When between 2008 and 2012, with several colleagues from all over the world, I attended crisis analysis conferences (some in Germany), and we said that the only way to transform the money printed in 2008 into capital was with military production on the scale of a world war, we were looked at as extraterrestrials. War and revolutions accelerate history – today we are on the verge of a world war, and everyone thinks it is normal to pronounce the most sordid of all expressions: world war.

Eradicating hunger with a planned economy geared towards needs would cost the world 45 billion dollars a year, half of what Germany will now invest in armaments.

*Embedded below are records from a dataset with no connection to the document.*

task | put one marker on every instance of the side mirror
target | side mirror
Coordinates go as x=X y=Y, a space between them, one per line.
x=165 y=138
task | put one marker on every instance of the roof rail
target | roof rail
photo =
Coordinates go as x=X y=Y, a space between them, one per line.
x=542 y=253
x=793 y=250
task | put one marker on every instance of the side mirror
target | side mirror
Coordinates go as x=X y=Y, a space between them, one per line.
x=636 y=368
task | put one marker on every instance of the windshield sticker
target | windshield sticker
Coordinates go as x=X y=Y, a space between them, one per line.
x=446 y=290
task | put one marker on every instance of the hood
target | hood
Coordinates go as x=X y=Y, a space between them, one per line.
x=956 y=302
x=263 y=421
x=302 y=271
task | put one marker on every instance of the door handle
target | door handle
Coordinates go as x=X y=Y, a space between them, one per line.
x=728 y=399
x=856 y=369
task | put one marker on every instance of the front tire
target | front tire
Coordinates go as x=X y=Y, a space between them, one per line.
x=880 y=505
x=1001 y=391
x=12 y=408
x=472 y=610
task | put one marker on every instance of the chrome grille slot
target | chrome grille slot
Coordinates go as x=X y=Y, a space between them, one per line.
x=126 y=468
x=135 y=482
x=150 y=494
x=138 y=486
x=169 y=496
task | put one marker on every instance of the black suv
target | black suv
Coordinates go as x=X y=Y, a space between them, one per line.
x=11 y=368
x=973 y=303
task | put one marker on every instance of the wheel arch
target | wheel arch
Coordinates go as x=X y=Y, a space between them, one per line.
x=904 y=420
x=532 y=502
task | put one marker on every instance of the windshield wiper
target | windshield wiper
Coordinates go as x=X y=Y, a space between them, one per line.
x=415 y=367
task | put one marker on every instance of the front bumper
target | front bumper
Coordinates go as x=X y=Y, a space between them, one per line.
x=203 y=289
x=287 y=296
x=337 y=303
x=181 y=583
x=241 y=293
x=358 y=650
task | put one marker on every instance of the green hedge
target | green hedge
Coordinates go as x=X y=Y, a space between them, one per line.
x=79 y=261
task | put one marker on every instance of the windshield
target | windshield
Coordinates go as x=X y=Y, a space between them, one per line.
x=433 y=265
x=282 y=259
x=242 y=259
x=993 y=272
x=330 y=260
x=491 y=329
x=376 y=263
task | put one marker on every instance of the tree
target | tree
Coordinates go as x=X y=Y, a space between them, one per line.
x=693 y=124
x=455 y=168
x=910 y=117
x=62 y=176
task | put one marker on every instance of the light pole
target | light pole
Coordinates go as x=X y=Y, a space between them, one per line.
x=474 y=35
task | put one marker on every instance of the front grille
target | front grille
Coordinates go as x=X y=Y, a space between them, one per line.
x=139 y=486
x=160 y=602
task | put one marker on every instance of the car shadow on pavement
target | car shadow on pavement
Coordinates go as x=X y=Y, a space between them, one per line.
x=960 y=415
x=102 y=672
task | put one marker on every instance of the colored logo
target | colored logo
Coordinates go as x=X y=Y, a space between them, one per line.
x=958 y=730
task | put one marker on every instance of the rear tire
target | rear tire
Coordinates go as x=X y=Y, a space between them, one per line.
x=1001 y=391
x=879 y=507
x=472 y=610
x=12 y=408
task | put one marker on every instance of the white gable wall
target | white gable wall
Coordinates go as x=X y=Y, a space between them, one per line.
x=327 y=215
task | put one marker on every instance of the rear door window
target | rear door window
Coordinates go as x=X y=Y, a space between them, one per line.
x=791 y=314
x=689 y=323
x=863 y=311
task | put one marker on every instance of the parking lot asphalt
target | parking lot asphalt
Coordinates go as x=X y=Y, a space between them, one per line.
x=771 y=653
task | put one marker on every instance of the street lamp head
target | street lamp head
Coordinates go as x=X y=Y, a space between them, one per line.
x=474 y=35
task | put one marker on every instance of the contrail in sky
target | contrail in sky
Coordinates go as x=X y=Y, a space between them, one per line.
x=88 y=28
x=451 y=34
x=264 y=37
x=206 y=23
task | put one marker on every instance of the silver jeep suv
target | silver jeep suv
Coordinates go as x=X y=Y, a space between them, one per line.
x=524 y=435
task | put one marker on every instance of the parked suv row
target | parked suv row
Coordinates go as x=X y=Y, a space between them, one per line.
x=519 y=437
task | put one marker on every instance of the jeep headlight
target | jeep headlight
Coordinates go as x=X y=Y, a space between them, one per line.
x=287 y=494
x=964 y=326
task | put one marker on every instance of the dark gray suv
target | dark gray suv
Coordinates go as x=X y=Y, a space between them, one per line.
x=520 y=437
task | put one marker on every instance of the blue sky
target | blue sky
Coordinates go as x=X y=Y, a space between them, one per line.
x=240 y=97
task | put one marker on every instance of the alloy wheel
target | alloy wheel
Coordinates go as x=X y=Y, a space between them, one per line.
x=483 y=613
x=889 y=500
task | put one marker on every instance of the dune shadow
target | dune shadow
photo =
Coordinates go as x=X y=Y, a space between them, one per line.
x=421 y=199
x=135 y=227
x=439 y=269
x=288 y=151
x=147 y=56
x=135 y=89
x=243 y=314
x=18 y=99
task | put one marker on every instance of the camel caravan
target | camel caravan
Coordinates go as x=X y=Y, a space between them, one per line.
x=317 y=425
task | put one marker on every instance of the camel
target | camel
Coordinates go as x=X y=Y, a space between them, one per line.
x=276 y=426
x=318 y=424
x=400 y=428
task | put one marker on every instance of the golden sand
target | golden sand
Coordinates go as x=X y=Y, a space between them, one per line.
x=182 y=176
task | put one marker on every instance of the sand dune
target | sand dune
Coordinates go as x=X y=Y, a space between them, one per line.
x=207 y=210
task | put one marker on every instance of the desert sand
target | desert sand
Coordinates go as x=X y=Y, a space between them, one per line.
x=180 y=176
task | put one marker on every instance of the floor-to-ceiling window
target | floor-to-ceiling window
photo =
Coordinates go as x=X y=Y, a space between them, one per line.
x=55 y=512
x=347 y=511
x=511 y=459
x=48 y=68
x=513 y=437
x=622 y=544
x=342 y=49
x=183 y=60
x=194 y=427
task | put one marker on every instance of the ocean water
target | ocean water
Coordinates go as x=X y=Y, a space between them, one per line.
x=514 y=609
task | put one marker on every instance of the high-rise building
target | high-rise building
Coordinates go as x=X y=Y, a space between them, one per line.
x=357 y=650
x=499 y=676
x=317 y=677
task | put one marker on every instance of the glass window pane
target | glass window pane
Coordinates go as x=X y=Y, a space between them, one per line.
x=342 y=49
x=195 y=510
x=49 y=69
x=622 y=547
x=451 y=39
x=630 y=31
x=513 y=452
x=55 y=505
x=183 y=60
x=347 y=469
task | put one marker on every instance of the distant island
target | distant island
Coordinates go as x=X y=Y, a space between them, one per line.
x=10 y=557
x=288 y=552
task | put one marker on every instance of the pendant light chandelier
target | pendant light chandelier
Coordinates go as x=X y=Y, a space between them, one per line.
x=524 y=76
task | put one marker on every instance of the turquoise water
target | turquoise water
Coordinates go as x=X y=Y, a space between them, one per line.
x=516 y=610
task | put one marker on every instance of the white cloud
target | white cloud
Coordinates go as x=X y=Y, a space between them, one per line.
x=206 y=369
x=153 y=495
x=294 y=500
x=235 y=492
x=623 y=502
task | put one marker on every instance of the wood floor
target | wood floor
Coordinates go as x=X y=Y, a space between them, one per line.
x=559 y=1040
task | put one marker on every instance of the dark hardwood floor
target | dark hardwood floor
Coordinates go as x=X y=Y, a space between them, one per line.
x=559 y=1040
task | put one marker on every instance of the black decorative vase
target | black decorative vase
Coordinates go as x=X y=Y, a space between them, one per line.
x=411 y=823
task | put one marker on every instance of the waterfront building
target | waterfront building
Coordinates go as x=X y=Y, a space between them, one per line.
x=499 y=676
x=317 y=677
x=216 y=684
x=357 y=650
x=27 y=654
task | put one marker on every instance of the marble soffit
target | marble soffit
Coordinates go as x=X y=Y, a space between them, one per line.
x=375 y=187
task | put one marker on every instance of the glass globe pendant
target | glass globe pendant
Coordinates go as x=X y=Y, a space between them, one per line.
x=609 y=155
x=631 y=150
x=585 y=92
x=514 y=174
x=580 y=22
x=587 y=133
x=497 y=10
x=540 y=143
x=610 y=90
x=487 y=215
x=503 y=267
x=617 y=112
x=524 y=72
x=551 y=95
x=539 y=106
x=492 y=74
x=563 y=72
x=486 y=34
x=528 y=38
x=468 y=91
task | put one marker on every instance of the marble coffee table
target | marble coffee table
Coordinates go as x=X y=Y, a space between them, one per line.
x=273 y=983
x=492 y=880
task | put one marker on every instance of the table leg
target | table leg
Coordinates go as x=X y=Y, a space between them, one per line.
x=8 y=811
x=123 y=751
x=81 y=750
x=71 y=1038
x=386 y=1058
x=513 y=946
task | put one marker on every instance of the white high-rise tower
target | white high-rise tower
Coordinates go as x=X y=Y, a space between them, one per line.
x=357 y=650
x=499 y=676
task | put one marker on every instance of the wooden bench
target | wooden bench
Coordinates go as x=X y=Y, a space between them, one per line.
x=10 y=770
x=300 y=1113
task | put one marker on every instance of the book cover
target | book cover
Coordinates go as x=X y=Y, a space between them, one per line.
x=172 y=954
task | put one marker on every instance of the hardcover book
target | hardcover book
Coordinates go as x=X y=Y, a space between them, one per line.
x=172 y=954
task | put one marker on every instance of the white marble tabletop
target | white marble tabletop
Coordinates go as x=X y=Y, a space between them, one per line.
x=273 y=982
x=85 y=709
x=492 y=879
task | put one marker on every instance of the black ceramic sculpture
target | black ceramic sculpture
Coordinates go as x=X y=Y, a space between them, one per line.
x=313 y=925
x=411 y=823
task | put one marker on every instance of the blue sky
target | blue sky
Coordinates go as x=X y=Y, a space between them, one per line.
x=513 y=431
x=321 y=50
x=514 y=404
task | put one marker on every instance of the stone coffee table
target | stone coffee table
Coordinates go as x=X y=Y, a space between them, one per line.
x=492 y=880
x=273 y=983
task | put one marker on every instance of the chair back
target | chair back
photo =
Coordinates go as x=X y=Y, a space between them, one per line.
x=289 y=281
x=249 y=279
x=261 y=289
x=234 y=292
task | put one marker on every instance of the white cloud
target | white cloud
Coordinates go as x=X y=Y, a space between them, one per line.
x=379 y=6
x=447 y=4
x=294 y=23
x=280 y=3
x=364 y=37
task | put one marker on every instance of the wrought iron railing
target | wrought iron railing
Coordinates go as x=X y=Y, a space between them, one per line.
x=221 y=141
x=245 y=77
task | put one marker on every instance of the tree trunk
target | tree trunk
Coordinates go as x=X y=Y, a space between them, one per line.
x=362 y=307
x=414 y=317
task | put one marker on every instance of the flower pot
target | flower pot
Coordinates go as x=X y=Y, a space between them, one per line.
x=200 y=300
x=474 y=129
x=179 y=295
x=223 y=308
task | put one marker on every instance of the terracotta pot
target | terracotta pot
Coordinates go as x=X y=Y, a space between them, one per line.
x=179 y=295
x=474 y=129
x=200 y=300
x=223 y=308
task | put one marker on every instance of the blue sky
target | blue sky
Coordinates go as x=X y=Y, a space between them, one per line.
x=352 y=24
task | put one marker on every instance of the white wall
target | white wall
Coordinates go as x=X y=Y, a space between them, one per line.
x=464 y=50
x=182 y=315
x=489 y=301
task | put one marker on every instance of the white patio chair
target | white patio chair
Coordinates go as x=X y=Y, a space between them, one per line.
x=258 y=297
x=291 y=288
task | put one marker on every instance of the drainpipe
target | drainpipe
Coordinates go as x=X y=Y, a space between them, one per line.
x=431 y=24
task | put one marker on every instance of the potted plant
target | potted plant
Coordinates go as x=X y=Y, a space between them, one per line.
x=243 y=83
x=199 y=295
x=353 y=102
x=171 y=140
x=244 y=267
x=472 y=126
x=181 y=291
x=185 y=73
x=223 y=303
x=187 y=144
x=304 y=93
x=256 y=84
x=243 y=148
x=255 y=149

It was not Franklin D. Roosevelt who ended the 1929 crisis. The unemployment rates of 1929 were not fully reversed until the US entered World War II in 1941. It was the war economy, that is, turning unemployed into soldiers , productive forces in destruction machine factories, which reversed the accumulation crisis. In 1937 the New Deal started to Wardeal, 800 million dollars were cut in social security and public works, and increased military spending, which increased by 400 million dollars in 1939.

In the midst of this immense complexity, the essential is this. No freedom will come hitchhiking in a tank, Russian, German or American. It was like this in 1956 in Hungary, in 1968 in Prague, it was like this in Afghanistan and Libya, it is like this in Palestine. This is how it is today in Ukraine. As long as we accept that the States are the only actors in history and popular and workers' resistance does not enter the scene, what we will have is more wars. States are responsible, not populations.

*Raquel Varela, historian, is a researcher at New University of Lisbon. Aauthor, among other books, of A Brief History of Europe (Bertrand).